8-K 1 d202251d8k.htm FORM 8-K Form 8-K

 

 

UNITED STATES

SECURITIES AND EXCHANGE COMMISSION

Washington, D.C. 20549

 

 

FORM 8-K

 

 

CURRENT REPORT

PURSUANT TO SECTION 13 OR 15(d)

OF THE SECURITIES EXCHANGE ACT OF 1934

Date of Report (Date of earliest event reported): July 15, 2021

 

 

EG ACQUISITION CORP.

(Exact name of registrant as specified in its charter)

 

 

 

Delaware   001-40444   86-1740840
(State or other jurisdiction
of incorporation)
  (Commission
File Number)
  (IRS Employer
Identification No.)

375 Park Avenue, 24th Floor

New York, NY 10152

(Address of principal executive offices, including zip code)

Registrant’s telephone number, including area code: 212-888-1040

Not Applicable

(Former name or former address, if changed since last report)

 

 

Check the appropriate box below if the Form 8-K filing is intended to simultaneously satisfy the filing obligation of the registrant under any of the following provisions:

 

Written communications pursuant to Rule 425 under the Securities Act (17 CFR 230.425)

 

Soliciting material pursuant to Rule 14a-12 under the Exchange Act (17 CFR 240.14a-12)

 

Pre-commencement communications pursuant to Rule 14d-2(b) under the Exchange Act (17 CFR 240.14d-2(b))

 

Pre-commencement communications pursuant to Rule 13e-4(c) under the Exchange Act (17 CFR 240.13e-4(c))

Securities registered pursuant to Section 12(b) of the Act:

 

Title of each class

 

Trading
Symbol(s)

 

Name of each exchange
on which registered

Units   EGGFU   The New York Stock Exchange
Class A shares   EGGF   The New York Stock Exchange
Warrants   EGGFW   The New York Stock Exchange

Indicate by check mark whether the registrant is an emerging growth company as defined in Rule 405 of the Securities Act of 1933 (§230.405 of this chapter) or Rule 12b-2 of the Securities Exchange Act of 1934 (§240.12b-2 of this chapter).

Emerging growth company  ☒

If an emerging growth company, indicate by check mark if the registrant has elected not to use the extended transition period for complying with any new or revised financial accounting standards provided pursuant to Section 13(a) of the Exchange Act.  ☐

 

 

 


Item 8.01 Other Events.

Separate Trading of Units, Class A Shares and Warrants

As previously reported on Current Report on Form 8-K, filed on May 28, 2021, EG Acquisition Corp. (the “Company”) consummated its initial public offering (“IPO”) of an aggregate of 22,500,000 units (the “Units”).
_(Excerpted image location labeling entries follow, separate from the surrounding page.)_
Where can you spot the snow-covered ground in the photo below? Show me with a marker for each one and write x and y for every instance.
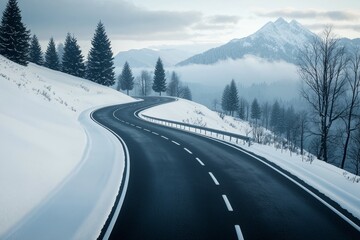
(43, 141)
(328, 179)
(50, 146)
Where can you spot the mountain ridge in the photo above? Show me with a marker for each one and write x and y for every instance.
(274, 41)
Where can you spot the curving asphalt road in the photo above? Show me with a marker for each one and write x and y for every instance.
(184, 186)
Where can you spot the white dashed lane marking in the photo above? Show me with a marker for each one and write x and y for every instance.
(214, 178)
(200, 161)
(176, 143)
(228, 205)
(188, 150)
(238, 232)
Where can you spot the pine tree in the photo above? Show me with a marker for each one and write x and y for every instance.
(277, 118)
(14, 37)
(242, 107)
(159, 83)
(255, 110)
(186, 93)
(225, 99)
(233, 98)
(73, 60)
(126, 79)
(35, 53)
(51, 57)
(100, 66)
(174, 87)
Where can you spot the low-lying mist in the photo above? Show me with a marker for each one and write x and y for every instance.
(255, 78)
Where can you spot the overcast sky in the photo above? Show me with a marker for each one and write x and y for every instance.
(149, 23)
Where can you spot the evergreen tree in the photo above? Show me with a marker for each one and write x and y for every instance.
(60, 50)
(145, 82)
(255, 110)
(174, 87)
(159, 83)
(242, 107)
(186, 93)
(51, 57)
(14, 37)
(225, 99)
(233, 98)
(100, 66)
(277, 118)
(73, 60)
(126, 79)
(35, 53)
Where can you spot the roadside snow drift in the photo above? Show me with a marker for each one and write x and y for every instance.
(42, 141)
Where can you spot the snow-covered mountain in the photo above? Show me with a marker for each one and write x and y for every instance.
(277, 40)
(146, 58)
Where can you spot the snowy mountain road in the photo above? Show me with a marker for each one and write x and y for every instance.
(184, 186)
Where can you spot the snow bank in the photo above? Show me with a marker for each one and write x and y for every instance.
(192, 113)
(42, 141)
(326, 178)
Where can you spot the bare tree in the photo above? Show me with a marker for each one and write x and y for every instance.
(355, 152)
(353, 79)
(303, 120)
(322, 67)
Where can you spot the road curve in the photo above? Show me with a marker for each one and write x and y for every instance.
(184, 186)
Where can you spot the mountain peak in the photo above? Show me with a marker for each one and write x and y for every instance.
(280, 21)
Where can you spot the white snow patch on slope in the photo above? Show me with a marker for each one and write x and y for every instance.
(327, 178)
(42, 141)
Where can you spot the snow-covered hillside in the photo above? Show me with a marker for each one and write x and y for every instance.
(275, 41)
(41, 139)
(334, 182)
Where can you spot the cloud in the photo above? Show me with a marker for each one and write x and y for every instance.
(217, 23)
(121, 18)
(321, 26)
(223, 19)
(310, 14)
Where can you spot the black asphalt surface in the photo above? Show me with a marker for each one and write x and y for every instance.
(171, 195)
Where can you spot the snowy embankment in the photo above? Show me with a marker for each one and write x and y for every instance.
(328, 179)
(46, 143)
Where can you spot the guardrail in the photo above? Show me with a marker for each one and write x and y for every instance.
(232, 137)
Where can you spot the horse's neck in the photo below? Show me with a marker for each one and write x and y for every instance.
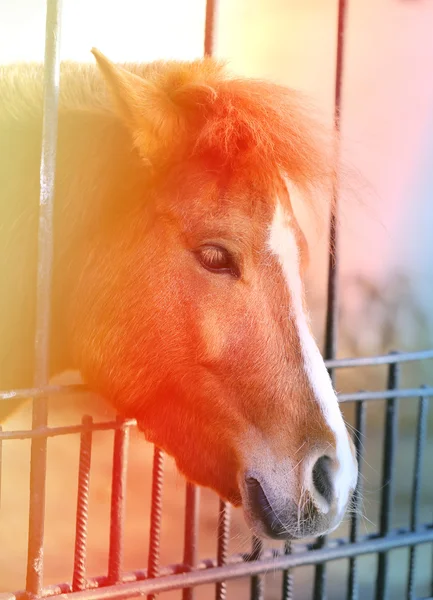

Each Unit consists of one share of Class A common stock of the Company, par value $0.0001 per share (“Class A Common Stock”), and one-third of one redeemable warrant of the Company (the “Warrants”), with each whole Warrant entitling the holder thereof to purchase one Class A Share for $11.50 per share. The Units were sold at a price of $10.00 per Unit, generating gross proceeds to the Company of $225,000,000.

On July 15, 2021, the Company issued a press release, a copy of which is attached as Exhibit 99.1 to this Current Report on Form 8-K, announcing that the holders of the Units may elect to separately trade the Class A Common Stock and Warrants comprising the Units commencing on July 16, 2021. Those Units not separated will continue to trade on The New York Stock Exchange under the symbol “EGGFU,” and the shares of Class A Common Stock and Warrants that are separated will trade on The New York Stock Exchange under the symbols “EGGF” and “EGGFW,” respectively. No fractional warrants will be issued upon separation of the units and only whole warrants will trade. Holders of the Units will need to have their brokers contact Continental Stock Transfer & Trust Company, the Company’s transfer agent, in order to separate the Units into Class A Common Stock and Warrants.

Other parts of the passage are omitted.